An "Ordinary Nazi"
06-14-2013Christopher Browning has an excellent essay in this week's New York Review of Books that sheds great light on the question of what, if anything, we mean when we speak of an “ordinary Nazi.” His reflections are addressed at two books, the first of which is A Small Town Near Auschwitz: Ordinary Nazis and the Holocaust, by Mary Fulbrook. Fulbrook looks closely at “Udo Klausa, the Landrat (the principal civilian administrator) of the county of Be?dzin (Bendsburg).” Klausa carried out and administered a racist Nazi policy, but, in Fulbrook’s account, he saw himself neither as a racist nor as a bad person.

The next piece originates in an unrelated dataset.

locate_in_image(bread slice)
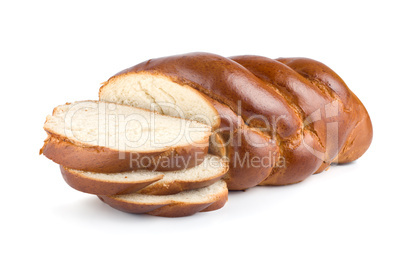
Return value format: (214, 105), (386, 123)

She, following in the tradition of Arendt’s exploration of Adolf Eichmann, asks: How could an apparently upstanding and normal person become so entrenched in carrying out Nazi policies concerning the Jews. Browning writes:
What kind of person was Udo Klausa and what does Fulbrook mean by the term “ordinary Nazi”? Klausa came from a family of nationalist, conservative Catholics and aspired to a career in either the military or civil service. His frail health precluded the former more than his Catholicism disadvantaged the latter. A party member since February 1933, he allayed the reservations of even the most fervent anti-Christian Nazis by his loyal and efficient service to the regime. Fulbrook summarizes as follows the evaluation of Klausa by a notorious Nazi opponent of the Christian churches:
Despite the fact that Klausa internally “felt himself bound to his Catholic religion,” he had “in no way” let this get in the way of his “practical commitment to the National Socialist cause” and his preparedness “to give his utmost for the Führer’s work.”

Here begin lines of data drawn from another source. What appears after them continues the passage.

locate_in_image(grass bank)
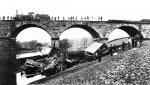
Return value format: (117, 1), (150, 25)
(31, 46), (150, 85)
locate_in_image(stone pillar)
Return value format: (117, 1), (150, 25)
(0, 37), (16, 85)
(51, 38), (59, 49)
(138, 24), (142, 32)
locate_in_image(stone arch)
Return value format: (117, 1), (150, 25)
(10, 24), (51, 38)
(60, 25), (101, 39)
(118, 26), (141, 37)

Klausa shared the assumptions of many of his countrymen about Germany’s entitlement to imperial rule in Eastern Europe over people deemed racially and culturally inferior. Remarkably oblivious to the human impact of Nazi racial and “Germanization” policies on Jews and Poles, he felt himself to be “decent,” not “really” a Nazi, and an apolitical civil servant who was involved in “only administration.” Through a parallel account of the experience and fate of Be?dzin’s Jews, Fulbrook demonstrates that what to Klausa was “only administration” was in fact the implementation of policies that humiliated, expropriated, exploited, impoverished, starved, uprooted, and finally murdered the Jews of Be?dzin. Their families were torn apart and their lives ended by successive levies for forced labor and then selections for deportation to Auschwitz.
Browning makes the obvious analogy to Arendt’s characterization of Adolf Eichmann as banal. He argues, however, that whereas Fullbrook is right to see Klausa as an ordinary Nazi, Arendt was wrong to think so of Eichmann. Why this is, however, he neglects to say. For if one reads all the recent research on Eichmann from the Sassen interviews, the obvious conclusion is that Eichmann, like Klausa, was also an ordinary Nazi, with the one meaningful difference that Eichmann had a job that put him in at the center of the Nazi Jewish extermination program, while Klausa’s job left him on the fringes of that same policy. This is an important difference insofar as Eichmann, much more so then Klausa, became a central symbol and facilitator of the holocaust writ large. But how it changes their moral motivations is difficult to see.
The second book Browning reviews is Soldaten: On Fighting, Killing, and Dying: The Secret World War II Transcripts of German POWs, by Sönke Neitzel and Harald Welzer. Soldaten is an excellent book, one I’ve read. It uses recorded conversations of German Prisoners of War to explore the inner and moral frames of German soldiers during the war. Browning writes:
Two such frames of reference were pivotal, they argue. The first was the Third Reich and its “National-Socialist morality,” predicated upon fundamental racial inequality and the primacy of the German Volk community over other groups as well as individual Germans. The second was the war, during which 17 million Germans served in, and identified with, the armed forces and held the widely shared military values of bravery, toughness, obedience, and willingness to sacrifice. Against these two major influences, they argue, other factors such as previous political views and individual predisposition were marginal in shaping behavior.
The authors also note that our contemporary historical understanding of the Nazi era, which places the Holocaust at the center, was not the perspective through which most Germans—both soldiers and civilians—experienced World War II. (Indeed, they might have added that viewing the Third Reich and World War II primarily through the prism of the Holocaust did not prevail within the historical profession and wider society until the 1980s.) But the conclusions the authors draw from these surreptitiously recorded conversations concerning soldiers’ awareness of, attitudes toward, and participation in war crimes and the murder of the Jews are the strong point of the book.
Both A Small Town Near Auschwitz: Ordinary Nazis and the Holocaust and Soldaten: On Fighting, Killing, and Dying: The Secret World War II Transcripts of German POWs are crucial reading. So too is his review. It is your weekend read.